Тогда лейтенант, стараясь скрыть сожаление, хотя две минуты назад только и желал, чтобы гостья успокоилась, разжал руки и, как бы отрекаясь от надежды, смиряя себя, медленно провел ладонью по ее щеке, как будто этим ласковым и ни к чему не обязывающим жестом прощался со своей незадавшейся любовью. И тогда Инга, сама не зная почему, вернее, из тысячи самых разнородных чувств — из доброты, признательности к чуткости Курчева, из-за своей чуткости, из-за тоже несостоявшейся любви к доценту и злобы на него, из-за выпитой водки, усталости, темноты в комнате, из-за того, что она уже не девчонка и некрасиво играть на нервах постороннего, но вовсе не плохого человека, словом, из-за всего-всего — тихо и мягко сжала своей ладонью его кисть и потерлась глазами, носом и губами о мякоть его ладони.

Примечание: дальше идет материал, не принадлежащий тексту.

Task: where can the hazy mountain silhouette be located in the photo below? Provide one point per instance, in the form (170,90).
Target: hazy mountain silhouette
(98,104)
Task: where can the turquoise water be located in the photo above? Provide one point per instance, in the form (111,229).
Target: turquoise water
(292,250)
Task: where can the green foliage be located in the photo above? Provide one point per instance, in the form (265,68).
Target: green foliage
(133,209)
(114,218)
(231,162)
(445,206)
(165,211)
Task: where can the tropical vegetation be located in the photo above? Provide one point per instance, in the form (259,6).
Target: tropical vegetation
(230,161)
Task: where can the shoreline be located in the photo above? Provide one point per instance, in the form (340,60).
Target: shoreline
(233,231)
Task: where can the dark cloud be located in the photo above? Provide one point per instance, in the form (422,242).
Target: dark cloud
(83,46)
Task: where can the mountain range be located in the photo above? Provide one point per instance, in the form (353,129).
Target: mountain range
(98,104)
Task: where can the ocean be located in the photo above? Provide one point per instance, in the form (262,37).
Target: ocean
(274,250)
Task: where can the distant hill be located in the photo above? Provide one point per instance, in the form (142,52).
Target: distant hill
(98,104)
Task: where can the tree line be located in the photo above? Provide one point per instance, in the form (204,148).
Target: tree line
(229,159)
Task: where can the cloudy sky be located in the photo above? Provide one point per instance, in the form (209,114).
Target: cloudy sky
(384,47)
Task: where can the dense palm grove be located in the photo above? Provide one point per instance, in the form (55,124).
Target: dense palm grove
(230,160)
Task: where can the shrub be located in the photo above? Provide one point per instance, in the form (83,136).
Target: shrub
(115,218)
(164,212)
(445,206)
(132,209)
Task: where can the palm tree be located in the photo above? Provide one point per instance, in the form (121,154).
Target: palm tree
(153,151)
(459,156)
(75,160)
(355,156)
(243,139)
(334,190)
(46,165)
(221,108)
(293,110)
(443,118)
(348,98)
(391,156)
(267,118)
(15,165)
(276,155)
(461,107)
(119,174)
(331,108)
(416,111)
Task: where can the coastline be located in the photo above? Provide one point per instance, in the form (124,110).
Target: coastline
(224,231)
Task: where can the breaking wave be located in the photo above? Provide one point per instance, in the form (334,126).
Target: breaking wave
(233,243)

Лейтенант вздрогнул, будто не поверил, потом медленно поднял ее голову и поцеловал крепко в самые губы, потом еще и еще, уже не отпуская и не давая ей ни дышать, ни возможности передумать, пока она вся, тонкая и худая, но в темноте большая, огромная, больше комнаты, больше улицы, больше всего на свете, но одновременно оставаясь худой и тонкой, зашевелилась, изогнулась и словно поплыла в его руках.
Целовал он ее крепко, а гладил, пока мог сдерживаться, мягко и ласково, как бы давая ей еще последнюю возможность одуматься, но она не вырывалась из его рук, только изгибалась все быстрей и покорней, и тогда, прикрыв ее тонким краем одеяла, он осторожно, боясь растянуть, стал закатывать на ней свитер.
— Сама, — шепнула она так тихо, что он скорей догадался, чем расслышал.
17
«Эх, Алексей Васильевич! И зачем вы только на мою голову? — думала Инга с самого полдня, когда увидела в библиотечной столовой смущенного технического лейтенанта. — Бедный парень! Не будь вас, Алексей Васильевич, я бы в него влюбилась. Бедный, — думала в метро, и в кино, и в магазине, когда ему взвешивали в оберточную бумагу капусту провансаль.
— Бедный, внимательный, чуткий, деликатный и не дурак. Господи, чего же еще от человека требовать?!»
Ей нравилось, как неумело он накрывал на стол и как сразу признался, что в первый раз принимает у себя женщину.